Однако ничто так не воспитало нас в настоящем виде, как градус склонения земной оси относительно солнца, который дает эти наши долгие, томительные сумерки и традицию сумерничанья, широко распространенную даже и в самые последние времена. Как-то, бывало, все вдруг стихнет в природе, когда солнце уже сядет за линию горизонта, но воздух еще светел, и этот продолжительный и немного нервный антракт между вечером и ночью обязательно навеет некую жизнеутверждающую тоску. То есть мысли в эту пору приходят хорошие, но печальные, по преимуществу о вечном, а никак не о прибавке к жалованью и не про виды на урожай. Так-то и в одиночку у нас исстари сумерничали, и вдвоем, и небольшими компаниями – лучше всего вдвоем: в окне едва различишь ветку сирени, но света еще не зажигали, за стеной, допустим, передают по радио фортепьянную музыку, а вы сидите друг против друга, опершись локтями о подоконник, и томно молчите, думая о «черных дырах», а то шепотом обменяетесь мнениями на тот счет, почему все поэты алконавты и чудаки.
Такие вещи не проходят у нас бесследно, они как-то запечатлеваются в родовой памяти и передаются из поколения в поколение наравне с неулыбчивостью или мистической способностью соединять в себе вороватость и романтизм. Вероятно, оттого Владимир Иванович Пирожков вскоре после окончания института стал все кукситься и мечтать.

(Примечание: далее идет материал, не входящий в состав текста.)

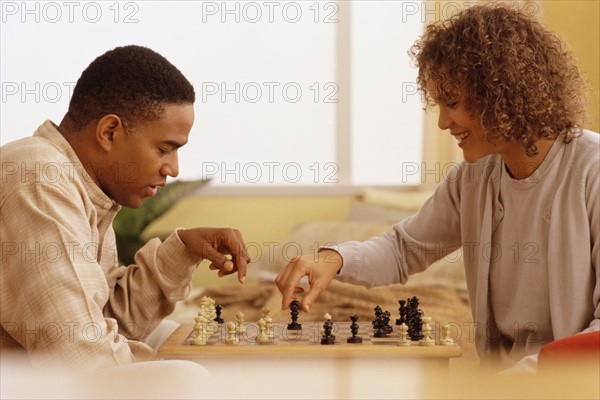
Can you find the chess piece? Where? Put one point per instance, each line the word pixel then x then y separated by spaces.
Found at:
pixel 387 328
pixel 404 340
pixel 268 322
pixel 294 310
pixel 231 338
pixel 354 329
pixel 200 333
pixel 218 309
pixel 414 319
pixel 427 340
pixel 379 326
pixel 402 310
pixel 328 337
pixel 378 311
pixel 263 334
pixel 240 321
pixel 446 340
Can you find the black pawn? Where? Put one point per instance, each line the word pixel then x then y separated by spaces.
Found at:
pixel 328 338
pixel 354 329
pixel 294 308
pixel 377 320
pixel 386 322
pixel 218 318
pixel 402 310
pixel 379 326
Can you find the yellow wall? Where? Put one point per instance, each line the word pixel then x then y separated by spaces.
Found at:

Впрочем, этот недуг, кажется, настиг его несколько раньше, на втором или на третьем курсе, когда ему в голову пришла мысль, что он думает иначе, и чувствует не так, как другие люди, но главное, он понимает то, что не понимает почти никто. Положим, сидит он на лекции по научному атеизму, слушает измышления доцента Мордюкова насчет стихийного богоборчества Баруха Спинозы, а про себя думает – все не то. Минута пройдет, другая, и вот уже Пирожкову видится, как он стоит за кафедрой на месте бестолкового доцента и держит речь о том, чего не понимает почти никто.